I am buying a new desktop: Dell Studio XPS 8100

This comes with the 512MB NVIDIA G310 Graphics card.

IT looks like the graphics card has a DVI port and a VGA port.

I need to connect two monitors to this machine. Dell helpdesk is telling me that I need to buy an adapter but did not tell me what kind.

Can someone please tell me how to connect two monitors to this machine?

Since the card has both DVI and VGA, can I not use a VGA cable to connect monitor 1 and a DVI cable to connect monitor 2.

Do I really need some adapter?

Thanks a lot.
Jay


----------



## G25r8cer

gogol75 said:


> Since the card has both DVI and VGA, can I not use a VGA cable to connect monitor 1 and a DVI cable to connect monitor 2.
> 
> Do I really need some adapter?



Yes you can

No adapter needed


----------



## Stoic Sentinel

gogol75 said:


> Since the card has both DVI and VGA, can I not use a VGA cable to connect monitor 1 and a DVI cable to connect monitor 2.



Yeap, you can do that.



gogol75 said:


> Dell helpdesk is telling me that I need to buy an adapter but did not tell me what kind.



I think they mean if both monitors only have VGA inputs.

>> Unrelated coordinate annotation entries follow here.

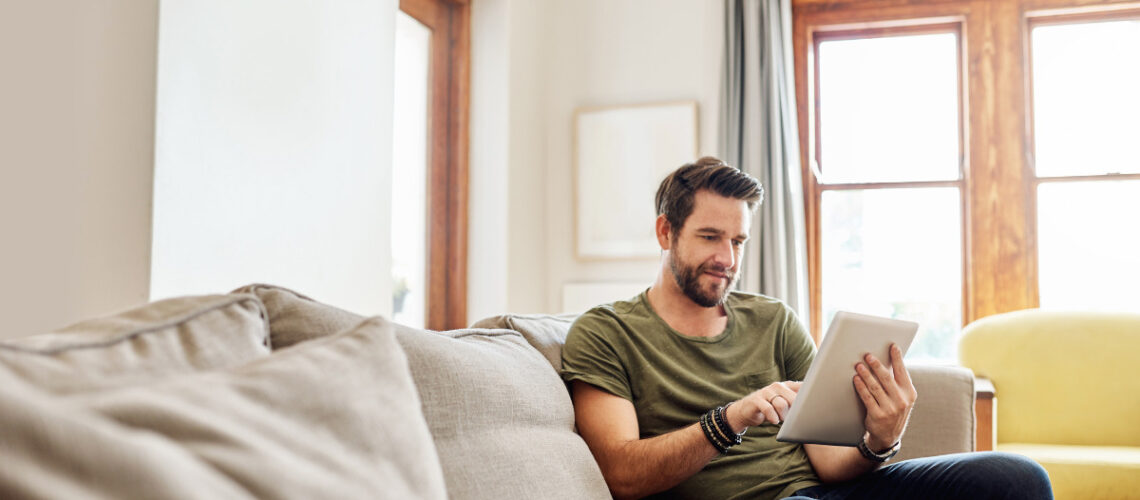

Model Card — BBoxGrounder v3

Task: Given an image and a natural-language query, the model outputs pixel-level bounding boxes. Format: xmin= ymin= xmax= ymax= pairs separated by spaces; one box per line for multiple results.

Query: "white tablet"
xmin=776 ymin=311 xmax=919 ymax=446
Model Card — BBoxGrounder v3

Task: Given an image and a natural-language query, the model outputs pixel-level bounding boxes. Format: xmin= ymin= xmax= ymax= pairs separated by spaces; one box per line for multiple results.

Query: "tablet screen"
xmin=776 ymin=311 xmax=919 ymax=446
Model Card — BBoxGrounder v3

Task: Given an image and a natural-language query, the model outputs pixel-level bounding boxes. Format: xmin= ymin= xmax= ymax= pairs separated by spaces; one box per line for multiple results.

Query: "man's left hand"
xmin=855 ymin=344 xmax=918 ymax=451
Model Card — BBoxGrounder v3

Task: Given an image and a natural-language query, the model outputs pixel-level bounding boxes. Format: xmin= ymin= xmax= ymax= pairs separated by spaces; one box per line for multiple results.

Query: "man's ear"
xmin=657 ymin=214 xmax=673 ymax=251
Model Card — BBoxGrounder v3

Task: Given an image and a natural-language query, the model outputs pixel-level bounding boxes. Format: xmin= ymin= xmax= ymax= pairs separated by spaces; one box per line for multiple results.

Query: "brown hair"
xmin=657 ymin=156 xmax=764 ymax=233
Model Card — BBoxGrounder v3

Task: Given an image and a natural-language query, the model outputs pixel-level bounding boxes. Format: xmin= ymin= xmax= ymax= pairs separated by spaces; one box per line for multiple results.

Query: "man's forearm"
xmin=601 ymin=424 xmax=720 ymax=499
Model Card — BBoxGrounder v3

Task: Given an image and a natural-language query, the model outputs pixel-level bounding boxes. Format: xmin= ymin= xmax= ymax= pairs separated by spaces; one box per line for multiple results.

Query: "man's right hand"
xmin=725 ymin=382 xmax=804 ymax=433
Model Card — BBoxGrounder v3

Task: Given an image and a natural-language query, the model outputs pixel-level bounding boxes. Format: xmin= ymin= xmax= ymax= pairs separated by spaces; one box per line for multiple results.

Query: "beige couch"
xmin=0 ymin=285 xmax=974 ymax=499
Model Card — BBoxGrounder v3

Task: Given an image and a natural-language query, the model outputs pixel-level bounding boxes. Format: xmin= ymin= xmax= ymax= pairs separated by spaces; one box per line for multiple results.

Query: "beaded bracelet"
xmin=700 ymin=410 xmax=732 ymax=454
xmin=713 ymin=403 xmax=741 ymax=445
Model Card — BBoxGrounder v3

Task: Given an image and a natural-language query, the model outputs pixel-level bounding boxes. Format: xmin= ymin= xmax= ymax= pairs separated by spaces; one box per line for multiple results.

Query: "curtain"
xmin=720 ymin=0 xmax=809 ymax=325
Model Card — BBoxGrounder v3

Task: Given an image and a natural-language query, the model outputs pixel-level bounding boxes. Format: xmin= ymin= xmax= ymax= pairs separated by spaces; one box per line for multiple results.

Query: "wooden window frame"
xmin=792 ymin=0 xmax=1140 ymax=343
xmin=400 ymin=0 xmax=471 ymax=330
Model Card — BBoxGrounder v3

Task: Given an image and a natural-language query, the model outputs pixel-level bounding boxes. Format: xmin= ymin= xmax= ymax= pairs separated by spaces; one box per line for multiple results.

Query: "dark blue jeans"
xmin=788 ymin=452 xmax=1053 ymax=500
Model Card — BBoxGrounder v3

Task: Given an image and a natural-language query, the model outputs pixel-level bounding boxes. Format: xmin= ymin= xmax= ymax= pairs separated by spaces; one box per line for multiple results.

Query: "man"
xmin=562 ymin=157 xmax=1052 ymax=499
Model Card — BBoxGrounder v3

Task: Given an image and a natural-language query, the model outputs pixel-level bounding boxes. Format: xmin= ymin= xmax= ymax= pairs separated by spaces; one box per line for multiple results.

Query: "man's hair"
xmin=657 ymin=156 xmax=764 ymax=233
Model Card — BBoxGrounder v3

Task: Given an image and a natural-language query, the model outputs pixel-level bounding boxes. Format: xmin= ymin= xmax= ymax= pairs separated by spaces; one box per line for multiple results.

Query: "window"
xmin=391 ymin=0 xmax=470 ymax=330
xmin=1029 ymin=17 xmax=1140 ymax=310
xmin=815 ymin=26 xmax=962 ymax=359
xmin=793 ymin=0 xmax=1140 ymax=362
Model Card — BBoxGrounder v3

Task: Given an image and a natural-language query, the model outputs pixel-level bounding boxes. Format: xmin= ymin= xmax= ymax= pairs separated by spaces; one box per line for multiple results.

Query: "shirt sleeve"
xmin=782 ymin=305 xmax=815 ymax=380
xmin=562 ymin=309 xmax=633 ymax=402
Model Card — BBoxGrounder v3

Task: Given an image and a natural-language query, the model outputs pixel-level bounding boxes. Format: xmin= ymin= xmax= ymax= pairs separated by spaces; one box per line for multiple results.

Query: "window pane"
xmin=821 ymin=188 xmax=962 ymax=362
xmin=1037 ymin=181 xmax=1140 ymax=311
xmin=820 ymin=33 xmax=960 ymax=183
xmin=1033 ymin=21 xmax=1140 ymax=175
xmin=391 ymin=11 xmax=431 ymax=327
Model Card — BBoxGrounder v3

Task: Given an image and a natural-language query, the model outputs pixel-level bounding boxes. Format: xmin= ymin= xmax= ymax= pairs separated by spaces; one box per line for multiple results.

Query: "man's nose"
xmin=716 ymin=239 xmax=736 ymax=269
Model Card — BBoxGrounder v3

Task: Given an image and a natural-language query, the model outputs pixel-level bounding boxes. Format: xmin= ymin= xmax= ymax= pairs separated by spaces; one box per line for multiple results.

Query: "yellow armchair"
xmin=959 ymin=310 xmax=1140 ymax=500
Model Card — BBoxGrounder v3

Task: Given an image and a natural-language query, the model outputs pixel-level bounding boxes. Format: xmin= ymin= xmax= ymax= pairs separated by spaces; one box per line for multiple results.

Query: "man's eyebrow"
xmin=697 ymin=228 xmax=725 ymax=235
xmin=697 ymin=228 xmax=748 ymax=240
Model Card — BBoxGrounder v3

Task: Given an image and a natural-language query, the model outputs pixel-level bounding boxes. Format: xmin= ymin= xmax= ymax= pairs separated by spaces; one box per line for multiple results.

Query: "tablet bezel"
xmin=776 ymin=311 xmax=919 ymax=446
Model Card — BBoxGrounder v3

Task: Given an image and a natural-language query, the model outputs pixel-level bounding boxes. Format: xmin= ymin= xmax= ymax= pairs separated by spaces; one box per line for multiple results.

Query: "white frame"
xmin=573 ymin=100 xmax=698 ymax=260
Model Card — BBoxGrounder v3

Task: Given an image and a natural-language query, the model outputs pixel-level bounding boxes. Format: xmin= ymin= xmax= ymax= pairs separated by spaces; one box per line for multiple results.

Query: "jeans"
xmin=788 ymin=452 xmax=1053 ymax=500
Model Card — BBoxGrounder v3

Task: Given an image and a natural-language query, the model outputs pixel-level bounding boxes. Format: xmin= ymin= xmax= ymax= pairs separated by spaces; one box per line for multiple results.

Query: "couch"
xmin=959 ymin=309 xmax=1140 ymax=500
xmin=0 ymin=285 xmax=974 ymax=499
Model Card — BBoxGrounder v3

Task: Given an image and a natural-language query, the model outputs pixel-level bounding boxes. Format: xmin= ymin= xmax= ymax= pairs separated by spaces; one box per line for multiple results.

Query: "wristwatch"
xmin=855 ymin=440 xmax=903 ymax=464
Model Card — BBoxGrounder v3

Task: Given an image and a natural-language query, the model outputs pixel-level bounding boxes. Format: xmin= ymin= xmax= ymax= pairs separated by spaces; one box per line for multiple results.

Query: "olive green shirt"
xmin=562 ymin=292 xmax=819 ymax=499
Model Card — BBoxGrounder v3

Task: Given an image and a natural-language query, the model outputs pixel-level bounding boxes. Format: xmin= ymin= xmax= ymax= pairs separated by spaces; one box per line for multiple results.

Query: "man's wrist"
xmin=855 ymin=440 xmax=902 ymax=464
xmin=724 ymin=400 xmax=748 ymax=434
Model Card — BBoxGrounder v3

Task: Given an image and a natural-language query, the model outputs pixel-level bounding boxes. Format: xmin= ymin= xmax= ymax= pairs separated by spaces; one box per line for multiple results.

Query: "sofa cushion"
xmin=998 ymin=443 xmax=1140 ymax=500
xmin=394 ymin=318 xmax=610 ymax=499
xmin=0 ymin=320 xmax=446 ymax=499
xmin=471 ymin=313 xmax=578 ymax=374
xmin=0 ymin=294 xmax=269 ymax=393
xmin=231 ymin=284 xmax=364 ymax=350
xmin=895 ymin=363 xmax=975 ymax=461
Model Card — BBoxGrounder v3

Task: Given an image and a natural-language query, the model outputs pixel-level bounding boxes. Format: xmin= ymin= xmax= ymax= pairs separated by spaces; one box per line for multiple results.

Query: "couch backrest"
xmin=471 ymin=313 xmax=578 ymax=374
xmin=959 ymin=310 xmax=1140 ymax=446
xmin=245 ymin=285 xmax=609 ymax=500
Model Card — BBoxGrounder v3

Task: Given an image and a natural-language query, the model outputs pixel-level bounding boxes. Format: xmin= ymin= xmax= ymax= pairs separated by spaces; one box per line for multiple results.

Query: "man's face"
xmin=669 ymin=190 xmax=751 ymax=308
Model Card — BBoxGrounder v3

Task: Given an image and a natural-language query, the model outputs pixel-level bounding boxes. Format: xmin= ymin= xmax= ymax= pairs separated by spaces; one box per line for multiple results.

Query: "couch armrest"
xmin=897 ymin=364 xmax=975 ymax=460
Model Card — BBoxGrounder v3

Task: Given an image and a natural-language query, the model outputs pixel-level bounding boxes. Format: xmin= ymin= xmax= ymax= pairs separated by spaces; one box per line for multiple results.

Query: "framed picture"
xmin=573 ymin=101 xmax=698 ymax=260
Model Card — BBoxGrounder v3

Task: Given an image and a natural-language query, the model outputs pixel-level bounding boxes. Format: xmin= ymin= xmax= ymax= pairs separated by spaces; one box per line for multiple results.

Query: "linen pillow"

You would have to get something like this: http://www.newegg.com/Product/Produ...99201&cm_re=dvi_to_vga-_-14-999-201-_-Product or that: http://www.newegg.com/Product/Produ...19044&cm_re=dvi_to_vga-_-12-119-044-_-Product , but since your second monitor has a DVI in, you should be fine.


----------



## gogol75

Thanks to you both!

And thanks for the newegg links Stoic. Great!


----------